🤖 AI Summary
This work addresses the lack of a unified predictive framework for world models in robotic manipulation, which has led to fragmented research and ambiguous design choices. Focusing on three core questions—what to predict, how to relate predictions to actions, and when to use predictions—the paper proposes a functional taxonomy that distinguishes between integrated prediction-action models and explicit predictive planners, positioning world models as foundational predictive infrastructure for robot learning. The study presents a systematic review covering latent dynamics models, action-conditioned video generation, 3D/4D scene prediction, physics simulators, and prediction modules in vision–language–action systems. It also consolidates evaluation protocols across 34 manipulation datasets, highlighting open challenges such as contact modeling and hallucination control through the lenses of prediction fidelity, task performance, and simulation reliability.
📝 Abstract
Robotic manipulation depends on the ability to anticipate how actions reshape objects, contacts, and scene geometry before execution. Learned world models provide this capability by predicting task-relevant future evolution under robot intervention, yet the term now spans latent dynamics models, action-conditioned video generators, three- and four-dimensional scene predictors, physics-informed simulators, and predictive modules inside vision-language-action systems. This breadth has fragmented the literature and obscured the design choices that matter for manipulation. We survey world models for robotic manipulation through three questions: what future representation is predicted, how prediction is connected to action, and when prediction is used in the robot-learning pipeline. We operationally define a world model as an action-conditioned predictive system and distinguish it from perception modules, inverse models, policies, rewards, and value functions.
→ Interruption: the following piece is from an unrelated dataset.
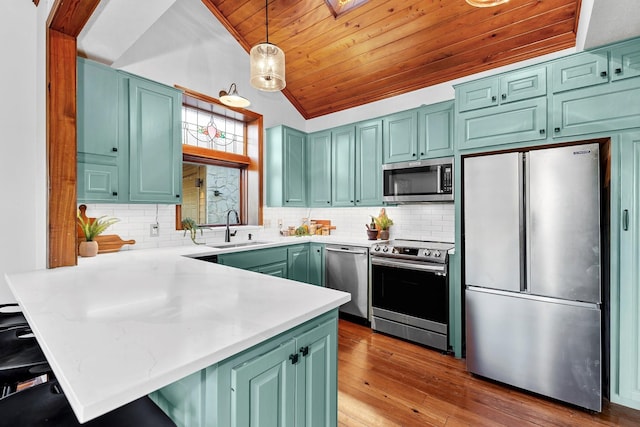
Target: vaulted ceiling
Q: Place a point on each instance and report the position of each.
(386, 48)
(375, 51)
We then organize existing work into five representation families, develop a functional taxonomy that separates integrated prediction-action models from explicit predictive planners, and characterize infrastructure roles including synthetic experience generation, candidate filtering, search-based evaluation, learned environments, and outcome verification. We further map these roles across pretraining, post-training, and inference adaptation, review 34 manipulation datasets, and synthesize evaluation protocols for predictive fidelity, task performance, and simulator reliability. This survey shows that world models are evolving from task-specific dynamics predictors into predictive infrastructure for robot learning, while exposing open challenges in contact modeling, hallucination control, action alignment, and benchmarking under closed-loop use.